Large Database, advice needed

by Victor

Hi, I have a very large database that stores website visitor data for a bunch of websites. It keeps information like IP address and location.

It tracks about 350,000 visitors per day and stores all the data in a single table so I can run MySQL queries on it and do lots of different analyses.

But the database is now very large and takes a long time to run complex SQL statements.

The DB is hosted within a DigitalOcean droplet.

Does anyone have advice on how to make the database faster, or even better setup or structures?

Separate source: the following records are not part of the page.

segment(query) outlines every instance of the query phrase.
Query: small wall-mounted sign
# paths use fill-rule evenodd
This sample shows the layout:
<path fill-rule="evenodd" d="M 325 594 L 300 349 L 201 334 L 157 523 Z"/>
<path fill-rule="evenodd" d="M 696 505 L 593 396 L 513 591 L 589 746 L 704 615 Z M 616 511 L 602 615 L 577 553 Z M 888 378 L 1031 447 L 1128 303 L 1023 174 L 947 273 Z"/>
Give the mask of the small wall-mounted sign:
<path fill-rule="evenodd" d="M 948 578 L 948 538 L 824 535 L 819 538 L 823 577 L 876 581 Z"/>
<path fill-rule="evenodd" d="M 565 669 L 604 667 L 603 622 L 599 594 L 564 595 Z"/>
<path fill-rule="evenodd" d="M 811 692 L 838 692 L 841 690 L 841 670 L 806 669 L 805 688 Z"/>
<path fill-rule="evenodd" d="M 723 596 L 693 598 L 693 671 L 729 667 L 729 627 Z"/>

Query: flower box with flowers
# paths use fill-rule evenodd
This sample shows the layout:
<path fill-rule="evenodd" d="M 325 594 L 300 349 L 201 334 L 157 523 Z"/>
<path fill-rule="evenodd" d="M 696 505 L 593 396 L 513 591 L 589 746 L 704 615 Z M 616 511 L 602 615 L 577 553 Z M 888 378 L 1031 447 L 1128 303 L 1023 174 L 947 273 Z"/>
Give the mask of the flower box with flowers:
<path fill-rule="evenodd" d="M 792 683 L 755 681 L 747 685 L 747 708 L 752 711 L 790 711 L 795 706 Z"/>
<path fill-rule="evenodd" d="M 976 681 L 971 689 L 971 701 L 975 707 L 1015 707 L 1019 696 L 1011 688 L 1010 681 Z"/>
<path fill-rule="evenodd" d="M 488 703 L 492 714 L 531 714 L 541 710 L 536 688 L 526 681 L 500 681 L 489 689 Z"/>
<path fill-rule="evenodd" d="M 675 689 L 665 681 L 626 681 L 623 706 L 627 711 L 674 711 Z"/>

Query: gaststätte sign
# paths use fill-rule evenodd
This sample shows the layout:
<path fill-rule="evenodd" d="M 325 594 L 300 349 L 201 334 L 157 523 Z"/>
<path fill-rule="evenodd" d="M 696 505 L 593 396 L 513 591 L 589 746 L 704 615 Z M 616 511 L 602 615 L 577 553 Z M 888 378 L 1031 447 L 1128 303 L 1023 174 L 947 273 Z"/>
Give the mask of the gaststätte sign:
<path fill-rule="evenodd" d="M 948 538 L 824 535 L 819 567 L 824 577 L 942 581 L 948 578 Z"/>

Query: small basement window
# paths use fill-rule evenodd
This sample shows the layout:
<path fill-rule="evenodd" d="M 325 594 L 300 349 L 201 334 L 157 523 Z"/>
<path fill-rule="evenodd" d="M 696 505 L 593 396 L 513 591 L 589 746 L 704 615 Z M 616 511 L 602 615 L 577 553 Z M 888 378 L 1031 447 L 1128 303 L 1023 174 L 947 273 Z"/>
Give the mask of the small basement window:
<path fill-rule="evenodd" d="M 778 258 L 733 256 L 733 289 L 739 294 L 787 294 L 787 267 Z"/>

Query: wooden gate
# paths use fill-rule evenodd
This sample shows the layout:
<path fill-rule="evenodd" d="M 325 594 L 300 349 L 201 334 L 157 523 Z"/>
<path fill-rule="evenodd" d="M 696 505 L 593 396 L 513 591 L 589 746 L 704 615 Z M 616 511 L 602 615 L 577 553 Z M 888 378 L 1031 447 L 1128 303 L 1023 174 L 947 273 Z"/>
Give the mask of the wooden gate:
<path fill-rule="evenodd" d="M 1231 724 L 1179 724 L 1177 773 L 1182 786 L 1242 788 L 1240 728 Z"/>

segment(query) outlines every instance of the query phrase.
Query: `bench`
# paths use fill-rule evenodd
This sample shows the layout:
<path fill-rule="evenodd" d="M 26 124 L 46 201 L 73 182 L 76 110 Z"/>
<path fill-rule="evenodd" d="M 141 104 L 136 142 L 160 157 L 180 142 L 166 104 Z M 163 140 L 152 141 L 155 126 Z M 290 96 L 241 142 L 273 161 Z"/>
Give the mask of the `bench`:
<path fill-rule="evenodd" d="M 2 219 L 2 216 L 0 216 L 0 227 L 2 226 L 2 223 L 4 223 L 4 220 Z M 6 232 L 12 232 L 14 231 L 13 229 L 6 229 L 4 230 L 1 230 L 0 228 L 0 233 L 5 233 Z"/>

UPDATE 1 YEAR LATER (May 4th 2021):
Thanks to everyone for all the advice, the solution I have been using successfully for about a year now is timescale DB. It works really great with large amounts of time based data such as website visitor tracking.

I originally started with timescale forge (the official hosted timescale solution) but the prices were quite high so I created a digital ocean postgresDB with timescale as an add-on. This is much cheaper, but is not the community version so it does not have materialized views which would allow me to create a self updating view that contains just the latest 30 days of records.

So I just created a 2nd table that only consists of the last 30 days of data. This has helped a lot in speeding up 30 day reports.

I was also able to speed things up by adding additional indexes to the tables to filter the relevant data. Timescale automatically indexes based on time, but I added additional index based on customer order so its quick to extract all the rows for a specific order within a specific time period.

Thanks again for everyone who provided advice, if anyone else needs help with this topic there are a lot of really great solutions written in the comments below.

Victor

posted to

Developers

on June 5, 2020

Say something nice to Victoritous…

Post Comment

6

PostgreSQL has "materialized views" that are essentially pre-calculated views so it doesn't have to be calculated every time the view is queried. Unfortunately mySQL/Maria doesn't have that option but it does have scheduled job functionality. What I've done in the past is create the queries I need in advance.

Another option might be to split the data out into various DBs based on site or data type.

Yet another option is indexes to speed up search operations.

Yet another option is to dump the old data to a backup and only keep the more recent data that you regularly use in the DB.

Yet another option is I've heard sites like Facebook and YouTube have a tiered storage model where old data that is rarely used is stored on slower storage medium. So, you could have one DB on an SSD only storing one month of data then all historic data on a traditional HDD for the rare times you need to access it.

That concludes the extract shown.